Interplay of Ion Impact Angle and Plasma Parameters in Predicting ELM-resolved Carbon Deposition and Tungsten Erosion in DIII-D

Using a near surface mixed material model, a shift of the average ion impact angle (θ) by several degrees towards the surface normal of the DIII-D Small Angle Slot V-shaped W (SAS-VW) divertor is predicted to increase the fractional carbon (C) coverage (σ_C) of the W divertor by tens of percent. Particularly, reflection coefficients (R) and sputtering yields (Y) of C are highly sensitive to θ at background plasma-thermalized ion impact energies (E_i). Without assessment of σ_C, our models vastly overpredict gross W erosion (Γ_W), especially during an Edge Localized Mode (ELM).
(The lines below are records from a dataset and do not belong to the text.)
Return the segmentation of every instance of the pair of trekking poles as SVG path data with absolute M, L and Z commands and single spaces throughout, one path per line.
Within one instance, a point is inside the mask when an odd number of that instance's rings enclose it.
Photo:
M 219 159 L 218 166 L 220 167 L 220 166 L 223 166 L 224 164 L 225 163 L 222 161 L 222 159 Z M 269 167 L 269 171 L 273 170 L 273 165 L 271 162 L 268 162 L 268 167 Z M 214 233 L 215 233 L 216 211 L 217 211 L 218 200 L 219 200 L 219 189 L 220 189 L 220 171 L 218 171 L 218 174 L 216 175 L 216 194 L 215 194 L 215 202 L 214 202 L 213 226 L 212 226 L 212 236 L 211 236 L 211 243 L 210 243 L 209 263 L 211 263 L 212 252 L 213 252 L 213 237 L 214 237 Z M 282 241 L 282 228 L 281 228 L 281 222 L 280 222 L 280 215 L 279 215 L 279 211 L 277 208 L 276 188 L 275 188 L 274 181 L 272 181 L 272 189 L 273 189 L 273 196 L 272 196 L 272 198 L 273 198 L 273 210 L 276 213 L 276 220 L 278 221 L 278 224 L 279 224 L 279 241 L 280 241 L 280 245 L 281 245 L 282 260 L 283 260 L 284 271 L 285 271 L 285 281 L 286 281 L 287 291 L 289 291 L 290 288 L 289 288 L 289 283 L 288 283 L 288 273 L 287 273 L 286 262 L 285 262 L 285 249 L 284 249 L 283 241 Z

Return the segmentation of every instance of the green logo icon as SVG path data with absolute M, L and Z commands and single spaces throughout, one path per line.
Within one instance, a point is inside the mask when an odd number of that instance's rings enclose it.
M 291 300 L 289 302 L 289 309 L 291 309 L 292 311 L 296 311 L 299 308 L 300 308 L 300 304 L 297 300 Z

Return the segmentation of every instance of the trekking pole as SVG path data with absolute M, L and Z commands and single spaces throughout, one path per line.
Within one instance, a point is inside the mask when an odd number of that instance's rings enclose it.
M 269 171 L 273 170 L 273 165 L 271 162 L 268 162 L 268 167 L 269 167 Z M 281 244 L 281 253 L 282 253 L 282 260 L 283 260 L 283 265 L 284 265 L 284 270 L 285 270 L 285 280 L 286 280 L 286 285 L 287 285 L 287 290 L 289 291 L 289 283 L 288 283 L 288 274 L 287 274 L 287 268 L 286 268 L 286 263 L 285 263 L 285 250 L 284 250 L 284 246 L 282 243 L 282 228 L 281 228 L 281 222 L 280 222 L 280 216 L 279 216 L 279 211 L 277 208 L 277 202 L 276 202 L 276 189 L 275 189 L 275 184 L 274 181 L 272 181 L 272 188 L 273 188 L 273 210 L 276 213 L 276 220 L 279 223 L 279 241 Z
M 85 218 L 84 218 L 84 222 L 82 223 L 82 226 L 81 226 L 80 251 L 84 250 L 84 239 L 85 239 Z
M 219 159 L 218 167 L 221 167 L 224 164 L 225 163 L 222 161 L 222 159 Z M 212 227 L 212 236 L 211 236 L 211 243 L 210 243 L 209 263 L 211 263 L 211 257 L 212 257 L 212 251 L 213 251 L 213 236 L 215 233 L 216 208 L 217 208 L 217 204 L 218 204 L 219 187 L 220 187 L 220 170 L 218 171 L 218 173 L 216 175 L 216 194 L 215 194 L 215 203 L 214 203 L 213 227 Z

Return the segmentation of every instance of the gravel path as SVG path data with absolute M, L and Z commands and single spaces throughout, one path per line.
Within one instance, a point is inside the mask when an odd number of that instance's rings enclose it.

We predict higher σ_C for plasma discharges with higher C plasma impurity concentrations (%) and lower electron temperature (T_e) at the divertor. In an experiment, we injected varying rates of D₂ at the outboard midplane and assessed the impact on SAS-VW divertor σ_C and Γ_W. Binary collision code RustBCA computes R and Y of C and D ions on C and W materials. Variation in θ and E_i have a large effect on Y and R to influence σ_C and Γ_W.

With different ion sheath models, we provide novel estimations of C and D θ and consequent σ_C on a smooth W divertor surface with respect to varying key plasma parameters. WYKO profilometry obtained topographical data of the SAS-VW tiles to correct θ predictions for rough surfaces.